The world isn’t exactly lovable at the moment. Still, there are still things that are worth our time. One of them is Anand Giridharadas’s interview with Ann Heberlein. Heberlein wrote a new biography of Hannah Arendt, the wonderful political philosopher that everyone fully intends to read at some point (myself included). Anand and Ann touched on everything from evil to forgiveness to love.

They, of course, touched on everything happening in the US right now. Heberlein summarised Trump’s talent for mobilising the masses well:

[Donald Trump] has been exceptionally good at speaking to what Nietszche called “ressentiment,” that is, a feeling of inferiority and powerlessness, of being forgotten, despised, and invisible. ​

The ressentiment creates hatred. Hatred towards those who are considered to be part of some kind of establishment and hatred because of perceived or real historical wrongdoing. All totalitarian movements in history, such as fascism or communism, have addressed that kind of ressentiment, and every kind of totalitarian movement in the future will do the same, regardless of political color. Despite the fact that Trump belongs in every sense of the word to the establishment — he owns economic assets; he enjoys political power and has the capacity to shape the image of our common reality — he has allied himself with the ressentiment-driven fractions of society. ​

A dictatorship is not created overnight. A genocide or a civil war does not arise out of thin air. It requires preparation in the form of lies, propaganda, and a conscious division into “us and them,” belonging and non-belonging.

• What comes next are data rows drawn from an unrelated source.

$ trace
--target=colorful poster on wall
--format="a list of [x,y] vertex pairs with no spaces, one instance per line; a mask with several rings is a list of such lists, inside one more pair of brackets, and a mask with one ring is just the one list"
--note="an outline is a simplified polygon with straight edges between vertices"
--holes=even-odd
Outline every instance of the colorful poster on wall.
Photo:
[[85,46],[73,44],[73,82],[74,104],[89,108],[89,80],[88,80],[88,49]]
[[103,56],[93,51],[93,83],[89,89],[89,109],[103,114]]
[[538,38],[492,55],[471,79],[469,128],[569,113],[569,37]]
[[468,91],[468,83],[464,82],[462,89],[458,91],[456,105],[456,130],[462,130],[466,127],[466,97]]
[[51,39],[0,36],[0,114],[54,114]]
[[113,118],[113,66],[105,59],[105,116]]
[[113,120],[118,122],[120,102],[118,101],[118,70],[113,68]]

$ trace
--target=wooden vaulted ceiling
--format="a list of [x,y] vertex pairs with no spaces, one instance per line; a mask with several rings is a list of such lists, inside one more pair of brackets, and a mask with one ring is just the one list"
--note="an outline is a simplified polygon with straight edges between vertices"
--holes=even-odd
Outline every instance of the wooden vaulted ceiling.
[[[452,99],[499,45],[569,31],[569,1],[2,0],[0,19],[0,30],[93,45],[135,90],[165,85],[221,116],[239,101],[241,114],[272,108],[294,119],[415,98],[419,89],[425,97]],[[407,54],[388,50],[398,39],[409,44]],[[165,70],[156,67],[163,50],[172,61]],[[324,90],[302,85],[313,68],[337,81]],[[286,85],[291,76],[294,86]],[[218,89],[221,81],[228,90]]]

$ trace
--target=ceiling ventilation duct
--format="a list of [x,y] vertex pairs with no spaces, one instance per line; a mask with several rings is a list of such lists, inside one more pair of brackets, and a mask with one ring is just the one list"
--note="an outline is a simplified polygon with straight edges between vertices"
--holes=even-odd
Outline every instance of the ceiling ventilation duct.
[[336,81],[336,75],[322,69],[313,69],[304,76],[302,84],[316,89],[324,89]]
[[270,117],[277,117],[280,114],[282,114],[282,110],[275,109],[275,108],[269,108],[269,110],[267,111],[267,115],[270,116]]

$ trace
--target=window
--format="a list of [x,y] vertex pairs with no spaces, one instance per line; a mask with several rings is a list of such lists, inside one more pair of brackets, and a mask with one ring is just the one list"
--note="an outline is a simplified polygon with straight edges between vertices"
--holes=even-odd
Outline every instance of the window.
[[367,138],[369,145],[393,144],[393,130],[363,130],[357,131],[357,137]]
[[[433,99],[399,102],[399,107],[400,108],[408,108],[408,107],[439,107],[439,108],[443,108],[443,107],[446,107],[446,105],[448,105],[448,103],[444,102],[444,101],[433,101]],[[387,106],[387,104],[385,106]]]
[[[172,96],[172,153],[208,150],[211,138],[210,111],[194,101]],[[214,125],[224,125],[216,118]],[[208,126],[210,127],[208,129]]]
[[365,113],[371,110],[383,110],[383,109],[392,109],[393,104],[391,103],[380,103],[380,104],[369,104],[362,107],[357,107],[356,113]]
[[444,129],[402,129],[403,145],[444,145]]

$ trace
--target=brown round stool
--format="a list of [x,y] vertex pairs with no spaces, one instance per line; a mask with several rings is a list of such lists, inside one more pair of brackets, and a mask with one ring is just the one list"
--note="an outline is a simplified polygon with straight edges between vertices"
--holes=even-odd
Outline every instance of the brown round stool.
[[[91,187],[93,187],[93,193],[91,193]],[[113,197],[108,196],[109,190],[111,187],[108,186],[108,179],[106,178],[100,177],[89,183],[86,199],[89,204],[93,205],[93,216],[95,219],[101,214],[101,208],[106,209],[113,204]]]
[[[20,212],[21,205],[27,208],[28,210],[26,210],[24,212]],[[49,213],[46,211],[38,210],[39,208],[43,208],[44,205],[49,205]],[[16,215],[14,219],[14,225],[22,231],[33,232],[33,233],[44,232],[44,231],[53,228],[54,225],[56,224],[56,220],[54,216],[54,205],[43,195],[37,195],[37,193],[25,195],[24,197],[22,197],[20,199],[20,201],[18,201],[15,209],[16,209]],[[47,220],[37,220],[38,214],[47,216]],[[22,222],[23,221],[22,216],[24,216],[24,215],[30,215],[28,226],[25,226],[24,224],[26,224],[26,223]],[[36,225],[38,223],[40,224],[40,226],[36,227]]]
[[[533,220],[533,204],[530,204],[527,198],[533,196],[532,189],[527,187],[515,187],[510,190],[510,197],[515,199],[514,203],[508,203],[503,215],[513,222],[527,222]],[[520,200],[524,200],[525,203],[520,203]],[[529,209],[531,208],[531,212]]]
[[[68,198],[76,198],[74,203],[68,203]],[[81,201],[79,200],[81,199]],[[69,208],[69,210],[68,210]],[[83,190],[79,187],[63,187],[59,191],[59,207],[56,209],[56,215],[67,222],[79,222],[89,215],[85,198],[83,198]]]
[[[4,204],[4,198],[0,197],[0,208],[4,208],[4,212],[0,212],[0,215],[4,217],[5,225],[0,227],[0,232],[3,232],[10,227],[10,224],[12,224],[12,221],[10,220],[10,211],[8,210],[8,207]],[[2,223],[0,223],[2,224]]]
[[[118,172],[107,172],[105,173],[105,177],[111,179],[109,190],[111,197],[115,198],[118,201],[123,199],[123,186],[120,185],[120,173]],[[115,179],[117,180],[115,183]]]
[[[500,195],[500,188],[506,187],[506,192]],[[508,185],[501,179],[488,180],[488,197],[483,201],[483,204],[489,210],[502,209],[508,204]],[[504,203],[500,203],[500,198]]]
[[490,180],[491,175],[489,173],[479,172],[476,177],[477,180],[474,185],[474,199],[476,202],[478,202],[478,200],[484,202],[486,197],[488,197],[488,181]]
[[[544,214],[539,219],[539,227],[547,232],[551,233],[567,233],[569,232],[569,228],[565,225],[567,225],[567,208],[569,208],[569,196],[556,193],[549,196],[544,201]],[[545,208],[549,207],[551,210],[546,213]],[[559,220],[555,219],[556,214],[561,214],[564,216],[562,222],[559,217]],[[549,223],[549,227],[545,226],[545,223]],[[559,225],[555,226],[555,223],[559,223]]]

The painful thing about this is that, despite the danger and the anxiety, we need to find ways to love the world in which we live:

[Arendt] believes that it is a duty to love the world. Amor mundi, “love of the world,” means caring for life so that it can continue to exist. We must be able to love the world as it is, in all its brokenness and imperfection. To achieve that requires hope, hope that change is possible, hope for the future. ​

Hope is necessary. Without hope, without the ability to imagine a life beyond its present circumstances, a person may be prone to give up. But someone who has the ability to embrace that hope may have a capacity to survive atrocities and inhumanity.

I read a cute, albeit depressing, comic on Twitter this morning. A pastel stegosaurus laments its ability to imagine the world being crushed by a giant rock vs its inability to imagine the world becoming a “fairer, kinder place”.

And, you know, same. Sometimes. But it’s always going to be easier to imagine some random, catastrophic event because they don’t require any effort on our part. One day, a meteor just hits us and bam, no more world. The world becoming fairer, kinder, better calls for a lot of work on all our parts. That calls for hope and it calls for love.

Love and hope are choices. You wake up every day and rededicate yourself to both. And you try and build reasons to do it again tomorrow.